If you are a middle-class woman who has chosen to stay home with your children (which is the right-wing dream society, after all), yes, you do have more to fear from divorce than from outsourcing -- unless you are a divorced woman with no recent job skills whose ex-husband's job is outsourced, in which case you are not going to get blood from a stone. But if you are a professional woman whose husband has decided to delude himself that he's still a kid by leaving you for a 25-year-old, then you have a lot more to fear from the outsourcing of your own job -- especially now that Mr. Midlife Crisis has started a new family with Miss Trophy.

If you have a daughter, and you can have an open, honest dialogue with her about sex and contraception, and she knows that she is loved and valued, then you have more to worry about from globalization than from premarital pregnancy.
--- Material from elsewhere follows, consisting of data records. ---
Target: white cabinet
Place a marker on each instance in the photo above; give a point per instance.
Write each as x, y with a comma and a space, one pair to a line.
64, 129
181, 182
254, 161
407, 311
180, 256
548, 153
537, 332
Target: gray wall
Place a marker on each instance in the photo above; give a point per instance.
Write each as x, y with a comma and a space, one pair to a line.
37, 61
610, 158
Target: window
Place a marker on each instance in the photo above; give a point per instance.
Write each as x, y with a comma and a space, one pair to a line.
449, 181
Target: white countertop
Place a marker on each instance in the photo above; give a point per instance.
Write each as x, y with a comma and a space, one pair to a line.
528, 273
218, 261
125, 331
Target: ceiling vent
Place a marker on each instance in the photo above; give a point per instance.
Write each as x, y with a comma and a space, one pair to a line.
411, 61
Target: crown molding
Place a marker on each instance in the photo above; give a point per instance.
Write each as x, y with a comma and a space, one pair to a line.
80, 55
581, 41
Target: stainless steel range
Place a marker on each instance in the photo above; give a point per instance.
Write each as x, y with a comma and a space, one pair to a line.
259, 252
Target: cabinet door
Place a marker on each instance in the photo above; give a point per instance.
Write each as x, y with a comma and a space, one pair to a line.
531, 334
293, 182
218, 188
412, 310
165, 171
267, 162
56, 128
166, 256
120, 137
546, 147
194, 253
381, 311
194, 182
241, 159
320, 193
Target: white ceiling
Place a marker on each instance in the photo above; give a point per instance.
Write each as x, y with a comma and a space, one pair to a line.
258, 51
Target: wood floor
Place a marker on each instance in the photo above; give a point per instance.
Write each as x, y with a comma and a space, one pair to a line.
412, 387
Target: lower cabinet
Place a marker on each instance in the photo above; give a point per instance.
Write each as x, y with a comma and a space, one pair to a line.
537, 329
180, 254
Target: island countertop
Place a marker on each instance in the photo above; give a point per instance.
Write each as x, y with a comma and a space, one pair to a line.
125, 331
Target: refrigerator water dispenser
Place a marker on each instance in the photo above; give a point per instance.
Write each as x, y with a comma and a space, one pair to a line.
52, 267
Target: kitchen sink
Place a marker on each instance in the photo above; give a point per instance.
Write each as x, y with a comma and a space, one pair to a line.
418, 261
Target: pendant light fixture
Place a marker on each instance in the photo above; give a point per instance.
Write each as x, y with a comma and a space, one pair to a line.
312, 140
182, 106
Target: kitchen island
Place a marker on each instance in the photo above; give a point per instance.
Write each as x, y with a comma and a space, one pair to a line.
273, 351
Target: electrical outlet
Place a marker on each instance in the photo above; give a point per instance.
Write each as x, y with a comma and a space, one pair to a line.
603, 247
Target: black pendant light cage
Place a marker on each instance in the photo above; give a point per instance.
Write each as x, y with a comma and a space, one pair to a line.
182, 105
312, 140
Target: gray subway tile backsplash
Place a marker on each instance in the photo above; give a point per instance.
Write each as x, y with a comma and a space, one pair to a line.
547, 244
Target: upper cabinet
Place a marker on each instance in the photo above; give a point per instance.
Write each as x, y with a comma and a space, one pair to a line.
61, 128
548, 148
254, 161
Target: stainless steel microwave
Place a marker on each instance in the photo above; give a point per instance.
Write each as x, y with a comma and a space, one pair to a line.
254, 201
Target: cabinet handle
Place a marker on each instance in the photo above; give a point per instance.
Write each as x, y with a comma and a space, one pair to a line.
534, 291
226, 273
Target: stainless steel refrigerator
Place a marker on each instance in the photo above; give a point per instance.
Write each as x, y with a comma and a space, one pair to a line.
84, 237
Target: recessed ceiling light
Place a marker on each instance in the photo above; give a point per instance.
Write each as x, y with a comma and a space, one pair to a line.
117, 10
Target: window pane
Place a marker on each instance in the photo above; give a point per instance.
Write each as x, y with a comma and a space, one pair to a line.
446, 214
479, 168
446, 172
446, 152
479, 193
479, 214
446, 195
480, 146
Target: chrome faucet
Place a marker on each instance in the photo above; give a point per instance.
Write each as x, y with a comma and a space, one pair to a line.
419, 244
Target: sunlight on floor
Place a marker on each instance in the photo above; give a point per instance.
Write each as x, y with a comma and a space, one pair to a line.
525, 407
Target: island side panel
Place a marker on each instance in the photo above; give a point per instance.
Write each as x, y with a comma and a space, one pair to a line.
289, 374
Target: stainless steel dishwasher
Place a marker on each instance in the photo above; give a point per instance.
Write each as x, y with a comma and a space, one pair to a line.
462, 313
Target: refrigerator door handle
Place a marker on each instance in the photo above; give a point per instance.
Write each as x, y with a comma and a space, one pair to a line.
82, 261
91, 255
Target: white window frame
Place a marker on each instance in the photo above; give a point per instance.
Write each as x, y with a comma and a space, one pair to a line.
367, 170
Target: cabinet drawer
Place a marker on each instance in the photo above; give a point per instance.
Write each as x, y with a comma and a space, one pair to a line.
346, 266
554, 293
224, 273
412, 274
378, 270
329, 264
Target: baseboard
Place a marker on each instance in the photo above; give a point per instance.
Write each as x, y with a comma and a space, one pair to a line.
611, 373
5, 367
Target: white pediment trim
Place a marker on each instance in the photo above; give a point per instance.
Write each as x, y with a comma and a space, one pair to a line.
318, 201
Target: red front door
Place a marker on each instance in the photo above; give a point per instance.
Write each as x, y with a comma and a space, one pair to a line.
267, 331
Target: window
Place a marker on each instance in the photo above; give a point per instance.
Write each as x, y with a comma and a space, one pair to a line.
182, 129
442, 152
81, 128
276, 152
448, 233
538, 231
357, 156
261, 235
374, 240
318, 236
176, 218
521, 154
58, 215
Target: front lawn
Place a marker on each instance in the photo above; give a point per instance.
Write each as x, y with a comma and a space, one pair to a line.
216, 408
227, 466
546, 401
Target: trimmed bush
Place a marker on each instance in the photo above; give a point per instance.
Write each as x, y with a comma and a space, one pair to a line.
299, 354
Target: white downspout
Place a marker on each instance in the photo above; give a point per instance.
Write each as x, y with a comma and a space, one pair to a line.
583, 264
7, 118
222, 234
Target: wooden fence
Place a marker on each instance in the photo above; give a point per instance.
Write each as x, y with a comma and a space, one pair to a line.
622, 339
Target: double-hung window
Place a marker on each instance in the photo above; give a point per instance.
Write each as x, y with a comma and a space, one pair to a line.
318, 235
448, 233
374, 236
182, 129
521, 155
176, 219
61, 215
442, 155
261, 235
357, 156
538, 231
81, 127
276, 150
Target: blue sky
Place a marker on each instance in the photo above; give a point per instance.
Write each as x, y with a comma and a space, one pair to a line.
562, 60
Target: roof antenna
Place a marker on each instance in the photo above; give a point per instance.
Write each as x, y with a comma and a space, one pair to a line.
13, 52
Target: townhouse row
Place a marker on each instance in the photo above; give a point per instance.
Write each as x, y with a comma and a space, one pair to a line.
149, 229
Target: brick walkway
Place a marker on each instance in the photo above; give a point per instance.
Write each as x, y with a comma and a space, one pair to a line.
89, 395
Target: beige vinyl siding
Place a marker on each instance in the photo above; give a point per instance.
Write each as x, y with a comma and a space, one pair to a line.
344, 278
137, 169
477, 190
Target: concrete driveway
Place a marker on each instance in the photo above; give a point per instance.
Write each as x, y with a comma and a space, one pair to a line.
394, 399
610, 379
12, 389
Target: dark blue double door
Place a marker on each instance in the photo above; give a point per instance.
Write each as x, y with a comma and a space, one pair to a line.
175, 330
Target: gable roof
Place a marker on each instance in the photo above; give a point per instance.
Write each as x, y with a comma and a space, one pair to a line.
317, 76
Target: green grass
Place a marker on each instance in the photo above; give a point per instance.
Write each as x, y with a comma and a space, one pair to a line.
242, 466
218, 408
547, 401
After all, you're planning to spend hundreds of thousands of dollars to send this kid to college; you'd kind of like her to be able to find a decent job after she graduates.

Conservatives, especially evangelicals, have had free rein to offer their own recipe for social renewal: churches that restrain male selfishness, decency standards that check hedonism, social norms that discourage childbearing outside wedlock.

Middle-class Americans feel social anxiety more acutely than economic anxiety because they understand that values matter most. Democrats are beginning to understand this, too.


Perhaps middle-class Americans feel social anxiety more acutely than economic anxiety because they have a sense that social factors are something they can control, whereas economics are in the hands of multinational corporations and the politicians whose favors they buy. What's interesting is that this social anxiety, and the efforts to impose some vague concept called "morality" on the larger society (morality usually being synonymous with female sexual restraint) are drawing attention away from the very real threats being posed by an economic policy which rewards inherited wealth and punishes work, which regards corporations as people and people as fungible. If Americans can point fingers at those they deem unworthy -- pregnant women, television screenwriters, actors, and non-Christians, they don't have to pay attention to the erosion of their own economic lives.